Paganini, comme dans les œuvres de maturité de Lehár : la faillite de l’amour

L’œuvre de Franz Lehár évoque un épisode de la vie de Paganini, lequel débuta effectivement comme violoniste de l’Orchestre de Lucques au tout début du 19ème siècle, ville dans laquelle Napoléon avait attribué la principauté à sa sœur Maria-Anna Elisa Bonaparte. À Lucques, Paganini dirigea également des opéras puis démissionna en 1909 pour entamer la brillante carrière de violoniste que l’on sait.

Les librettistes avaient imaginé une intrigue sentimentale entre le musicien et la princesse, bien que celle-ci ait été mariée. Mais il s’agissait surtout, en l’occurrence, de céder au cliché romantique du créateur « qui ne peut s’attacher à rien ni à personne pour accomplir son destin ». Mais il en va ainsi pour la plupart des opérettes tardives de Lehár qui se terminent mal (contrairement à la « spécificité » de ce genre d’ouvrage). Dans Le Pays du Sourire c’est l’incompatibilité des races qui détruit la relation amoureuse entre le prince chinois et la fille d’un aristocrate viennois. Dans Le Tsarevitch la danseuse Sonia ne saurait épouser son amant proclamé tsar. Dans Friederike la jeune fille du pasteur renonce à Goethe devenu écrivain célèbre. Et dans Giuditta il est trop tard pour les deux héros pour pouvoir former un couple, trop de blessures sentimentales ayant semé leur parcours.

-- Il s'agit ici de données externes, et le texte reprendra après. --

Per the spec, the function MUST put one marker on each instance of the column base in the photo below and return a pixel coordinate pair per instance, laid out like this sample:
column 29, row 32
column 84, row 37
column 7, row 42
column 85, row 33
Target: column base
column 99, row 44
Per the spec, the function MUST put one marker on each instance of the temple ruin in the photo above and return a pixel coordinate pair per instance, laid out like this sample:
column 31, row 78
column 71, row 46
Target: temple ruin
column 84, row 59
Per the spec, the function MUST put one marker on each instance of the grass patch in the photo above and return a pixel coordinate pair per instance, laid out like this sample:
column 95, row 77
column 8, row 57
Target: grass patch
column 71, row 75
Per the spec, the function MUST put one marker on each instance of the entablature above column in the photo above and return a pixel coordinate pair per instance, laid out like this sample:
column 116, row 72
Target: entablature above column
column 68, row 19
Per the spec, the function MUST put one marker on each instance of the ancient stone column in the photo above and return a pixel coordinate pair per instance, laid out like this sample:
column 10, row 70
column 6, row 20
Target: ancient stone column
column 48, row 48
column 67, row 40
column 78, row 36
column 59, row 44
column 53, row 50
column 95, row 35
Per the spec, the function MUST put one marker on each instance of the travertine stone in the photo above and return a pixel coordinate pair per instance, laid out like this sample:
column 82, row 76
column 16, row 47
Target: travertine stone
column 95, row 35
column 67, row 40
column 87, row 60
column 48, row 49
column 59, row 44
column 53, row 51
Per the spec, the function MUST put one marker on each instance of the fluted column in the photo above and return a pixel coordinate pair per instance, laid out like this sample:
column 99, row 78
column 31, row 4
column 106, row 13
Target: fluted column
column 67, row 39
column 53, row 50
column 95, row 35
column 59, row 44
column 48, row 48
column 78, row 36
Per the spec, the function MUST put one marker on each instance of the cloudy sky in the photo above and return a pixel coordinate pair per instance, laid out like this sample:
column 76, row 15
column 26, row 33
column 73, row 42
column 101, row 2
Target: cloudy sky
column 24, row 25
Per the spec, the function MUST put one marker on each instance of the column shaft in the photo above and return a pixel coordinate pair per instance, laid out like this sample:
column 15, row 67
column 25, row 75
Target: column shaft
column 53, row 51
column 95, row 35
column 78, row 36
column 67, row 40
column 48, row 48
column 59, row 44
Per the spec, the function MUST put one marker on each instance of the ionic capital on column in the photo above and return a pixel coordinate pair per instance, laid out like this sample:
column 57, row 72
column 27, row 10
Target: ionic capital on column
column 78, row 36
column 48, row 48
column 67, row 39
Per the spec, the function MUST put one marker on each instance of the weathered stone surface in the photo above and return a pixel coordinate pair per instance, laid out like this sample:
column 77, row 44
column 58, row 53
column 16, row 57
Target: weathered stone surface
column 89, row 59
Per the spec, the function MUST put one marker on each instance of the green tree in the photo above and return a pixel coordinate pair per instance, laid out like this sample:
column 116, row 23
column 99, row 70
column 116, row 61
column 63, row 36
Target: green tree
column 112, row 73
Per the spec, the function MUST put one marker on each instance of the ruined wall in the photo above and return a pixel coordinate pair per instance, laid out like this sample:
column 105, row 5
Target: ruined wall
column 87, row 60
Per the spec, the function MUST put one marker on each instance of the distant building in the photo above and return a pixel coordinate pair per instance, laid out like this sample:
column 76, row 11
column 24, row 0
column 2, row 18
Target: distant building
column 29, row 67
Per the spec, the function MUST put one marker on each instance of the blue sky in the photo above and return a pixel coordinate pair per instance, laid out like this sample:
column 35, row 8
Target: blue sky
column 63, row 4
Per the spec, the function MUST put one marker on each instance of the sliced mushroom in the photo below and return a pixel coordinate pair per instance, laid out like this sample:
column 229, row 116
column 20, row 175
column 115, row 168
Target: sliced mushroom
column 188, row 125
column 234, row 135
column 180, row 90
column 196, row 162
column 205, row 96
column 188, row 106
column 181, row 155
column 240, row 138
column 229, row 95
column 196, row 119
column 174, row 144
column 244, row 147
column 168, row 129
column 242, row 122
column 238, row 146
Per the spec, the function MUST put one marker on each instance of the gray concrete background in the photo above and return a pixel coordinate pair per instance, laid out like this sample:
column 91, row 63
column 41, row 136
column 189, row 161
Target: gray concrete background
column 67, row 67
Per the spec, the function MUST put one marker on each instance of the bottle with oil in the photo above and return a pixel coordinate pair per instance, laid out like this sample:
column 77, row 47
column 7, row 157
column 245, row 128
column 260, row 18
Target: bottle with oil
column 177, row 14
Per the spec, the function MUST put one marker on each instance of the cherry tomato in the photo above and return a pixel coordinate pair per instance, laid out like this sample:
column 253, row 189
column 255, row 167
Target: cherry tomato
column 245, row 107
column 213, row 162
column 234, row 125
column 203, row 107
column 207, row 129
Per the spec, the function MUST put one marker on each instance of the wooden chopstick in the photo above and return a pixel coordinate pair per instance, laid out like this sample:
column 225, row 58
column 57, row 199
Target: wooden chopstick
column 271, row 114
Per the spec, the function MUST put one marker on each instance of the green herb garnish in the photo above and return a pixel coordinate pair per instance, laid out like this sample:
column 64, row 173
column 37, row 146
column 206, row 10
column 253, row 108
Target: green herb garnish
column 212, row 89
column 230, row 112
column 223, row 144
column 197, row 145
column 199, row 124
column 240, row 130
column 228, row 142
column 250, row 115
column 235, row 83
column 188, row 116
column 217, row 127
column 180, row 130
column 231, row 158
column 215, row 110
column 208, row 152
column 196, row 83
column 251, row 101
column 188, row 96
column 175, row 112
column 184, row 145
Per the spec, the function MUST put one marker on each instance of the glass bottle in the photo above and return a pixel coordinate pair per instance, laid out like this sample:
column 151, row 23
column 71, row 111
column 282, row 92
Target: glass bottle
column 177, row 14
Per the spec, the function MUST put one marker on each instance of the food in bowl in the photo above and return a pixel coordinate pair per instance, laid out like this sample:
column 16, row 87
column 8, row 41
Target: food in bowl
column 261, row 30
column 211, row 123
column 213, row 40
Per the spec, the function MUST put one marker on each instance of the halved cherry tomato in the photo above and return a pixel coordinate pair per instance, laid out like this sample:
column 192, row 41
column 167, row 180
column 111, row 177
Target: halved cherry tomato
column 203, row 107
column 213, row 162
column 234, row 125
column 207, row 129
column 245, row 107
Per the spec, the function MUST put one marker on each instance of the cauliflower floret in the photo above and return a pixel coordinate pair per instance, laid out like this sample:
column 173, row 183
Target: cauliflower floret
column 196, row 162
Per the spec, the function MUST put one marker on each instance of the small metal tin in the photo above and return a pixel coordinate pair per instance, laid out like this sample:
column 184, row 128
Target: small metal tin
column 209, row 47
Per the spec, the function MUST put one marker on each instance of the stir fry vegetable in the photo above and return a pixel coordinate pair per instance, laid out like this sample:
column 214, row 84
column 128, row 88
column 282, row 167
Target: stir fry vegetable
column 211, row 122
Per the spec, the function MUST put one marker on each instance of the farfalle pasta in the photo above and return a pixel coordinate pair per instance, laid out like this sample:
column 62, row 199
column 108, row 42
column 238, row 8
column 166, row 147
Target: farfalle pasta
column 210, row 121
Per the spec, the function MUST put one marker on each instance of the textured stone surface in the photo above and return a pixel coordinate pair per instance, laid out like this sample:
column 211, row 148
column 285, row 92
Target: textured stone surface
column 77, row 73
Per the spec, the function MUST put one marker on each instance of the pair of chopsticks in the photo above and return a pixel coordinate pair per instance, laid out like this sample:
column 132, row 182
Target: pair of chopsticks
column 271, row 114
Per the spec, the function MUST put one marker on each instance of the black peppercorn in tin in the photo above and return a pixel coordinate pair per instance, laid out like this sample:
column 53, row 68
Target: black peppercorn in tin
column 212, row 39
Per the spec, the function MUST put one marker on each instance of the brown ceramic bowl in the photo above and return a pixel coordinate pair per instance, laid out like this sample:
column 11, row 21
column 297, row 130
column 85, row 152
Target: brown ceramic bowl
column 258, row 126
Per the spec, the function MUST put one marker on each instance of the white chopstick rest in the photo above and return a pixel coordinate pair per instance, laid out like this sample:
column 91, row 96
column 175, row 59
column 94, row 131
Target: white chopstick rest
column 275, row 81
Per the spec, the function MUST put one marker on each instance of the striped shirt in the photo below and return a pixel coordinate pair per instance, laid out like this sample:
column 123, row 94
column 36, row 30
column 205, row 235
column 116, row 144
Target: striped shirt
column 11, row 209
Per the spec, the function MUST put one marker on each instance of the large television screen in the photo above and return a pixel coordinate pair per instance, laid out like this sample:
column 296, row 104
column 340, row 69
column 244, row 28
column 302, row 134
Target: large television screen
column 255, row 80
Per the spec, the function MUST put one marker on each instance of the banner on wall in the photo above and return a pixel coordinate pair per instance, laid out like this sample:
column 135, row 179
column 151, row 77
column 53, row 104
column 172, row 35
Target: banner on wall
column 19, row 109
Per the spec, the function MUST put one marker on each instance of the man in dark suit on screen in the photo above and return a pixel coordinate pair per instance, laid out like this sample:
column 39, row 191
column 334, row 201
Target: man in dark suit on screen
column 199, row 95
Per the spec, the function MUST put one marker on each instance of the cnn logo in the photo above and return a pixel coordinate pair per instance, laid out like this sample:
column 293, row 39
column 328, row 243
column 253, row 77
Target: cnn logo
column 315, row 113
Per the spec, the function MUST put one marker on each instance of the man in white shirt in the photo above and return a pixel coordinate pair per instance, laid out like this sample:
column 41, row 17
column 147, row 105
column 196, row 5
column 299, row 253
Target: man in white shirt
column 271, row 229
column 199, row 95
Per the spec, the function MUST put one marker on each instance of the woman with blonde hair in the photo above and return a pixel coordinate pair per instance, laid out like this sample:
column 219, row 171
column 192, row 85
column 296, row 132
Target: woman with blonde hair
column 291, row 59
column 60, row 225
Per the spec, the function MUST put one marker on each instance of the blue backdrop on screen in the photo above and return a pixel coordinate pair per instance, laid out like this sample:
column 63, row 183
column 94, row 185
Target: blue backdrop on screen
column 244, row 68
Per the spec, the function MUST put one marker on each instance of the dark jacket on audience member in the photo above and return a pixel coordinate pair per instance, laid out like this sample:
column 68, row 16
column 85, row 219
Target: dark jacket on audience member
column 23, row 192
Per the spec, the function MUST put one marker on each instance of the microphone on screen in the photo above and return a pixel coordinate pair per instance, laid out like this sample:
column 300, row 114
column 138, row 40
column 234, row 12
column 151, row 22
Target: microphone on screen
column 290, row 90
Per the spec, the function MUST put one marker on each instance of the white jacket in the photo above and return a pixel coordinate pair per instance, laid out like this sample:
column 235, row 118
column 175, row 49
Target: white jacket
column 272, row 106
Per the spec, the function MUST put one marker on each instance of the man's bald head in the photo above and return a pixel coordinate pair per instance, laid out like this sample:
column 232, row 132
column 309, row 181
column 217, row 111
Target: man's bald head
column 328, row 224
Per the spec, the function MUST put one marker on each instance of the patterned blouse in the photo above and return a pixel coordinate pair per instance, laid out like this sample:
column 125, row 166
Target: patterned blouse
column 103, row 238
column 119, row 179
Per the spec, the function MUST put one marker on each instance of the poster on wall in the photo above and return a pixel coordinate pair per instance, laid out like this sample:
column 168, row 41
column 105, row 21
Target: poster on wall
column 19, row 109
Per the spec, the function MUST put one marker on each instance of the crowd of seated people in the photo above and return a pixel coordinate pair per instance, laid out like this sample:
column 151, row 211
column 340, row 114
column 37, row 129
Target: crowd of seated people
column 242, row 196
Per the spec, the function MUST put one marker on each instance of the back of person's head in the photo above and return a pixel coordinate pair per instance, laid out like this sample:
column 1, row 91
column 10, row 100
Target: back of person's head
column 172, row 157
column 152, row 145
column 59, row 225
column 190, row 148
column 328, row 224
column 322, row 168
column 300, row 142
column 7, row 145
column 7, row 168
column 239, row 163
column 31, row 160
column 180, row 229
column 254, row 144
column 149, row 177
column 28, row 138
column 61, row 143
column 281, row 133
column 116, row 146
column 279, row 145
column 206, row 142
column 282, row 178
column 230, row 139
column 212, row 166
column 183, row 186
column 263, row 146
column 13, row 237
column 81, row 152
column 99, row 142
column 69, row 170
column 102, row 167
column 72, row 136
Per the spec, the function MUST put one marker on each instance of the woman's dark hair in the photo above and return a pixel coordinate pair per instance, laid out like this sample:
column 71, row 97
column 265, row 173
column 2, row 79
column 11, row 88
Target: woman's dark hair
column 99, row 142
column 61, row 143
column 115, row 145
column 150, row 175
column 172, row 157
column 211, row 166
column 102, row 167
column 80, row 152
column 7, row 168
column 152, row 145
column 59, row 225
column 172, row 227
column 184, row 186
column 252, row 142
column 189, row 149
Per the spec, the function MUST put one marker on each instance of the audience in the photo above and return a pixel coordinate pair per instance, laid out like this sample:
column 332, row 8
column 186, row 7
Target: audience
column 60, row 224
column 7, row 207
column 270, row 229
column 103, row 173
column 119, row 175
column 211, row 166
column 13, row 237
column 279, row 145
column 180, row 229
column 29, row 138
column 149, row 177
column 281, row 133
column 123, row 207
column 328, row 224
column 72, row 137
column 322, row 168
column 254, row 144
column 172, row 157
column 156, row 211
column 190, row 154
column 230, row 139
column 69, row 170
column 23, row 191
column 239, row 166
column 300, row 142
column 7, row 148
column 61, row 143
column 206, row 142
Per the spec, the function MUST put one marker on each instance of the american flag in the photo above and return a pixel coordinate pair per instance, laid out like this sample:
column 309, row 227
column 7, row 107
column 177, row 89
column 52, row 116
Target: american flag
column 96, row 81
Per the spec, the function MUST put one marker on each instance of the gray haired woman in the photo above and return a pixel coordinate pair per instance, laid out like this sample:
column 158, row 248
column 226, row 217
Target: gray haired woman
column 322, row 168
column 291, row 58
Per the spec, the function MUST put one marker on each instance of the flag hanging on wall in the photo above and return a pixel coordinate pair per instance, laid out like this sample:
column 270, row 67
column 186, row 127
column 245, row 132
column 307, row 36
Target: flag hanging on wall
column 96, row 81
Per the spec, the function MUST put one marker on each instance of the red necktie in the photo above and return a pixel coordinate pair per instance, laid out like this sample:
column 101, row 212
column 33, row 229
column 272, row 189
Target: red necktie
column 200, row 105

Les personnages sont souvent d’ailleurs psychologiquement complexes, comme celui de Sou-Chong du Pays du Sourire. Quant à Paganini il faut voir dans ce musicien surdoué un « maître-violon », cyclothymique, capable de brusques colères suivies de soudaines exaltations, lunatique, intransigeant et tourmenté et c’est d’ailleurs l’image d’un compositeur et musicien semblable à un sorcier fiévreux qu’il a laissé. Tout comme les génies, Paganini est souvent représenté comme une sorte de démon noir, ici catapulté dans le monde factice et frelaté de la cour du prince Felice, le mari d’Anna-Elisa.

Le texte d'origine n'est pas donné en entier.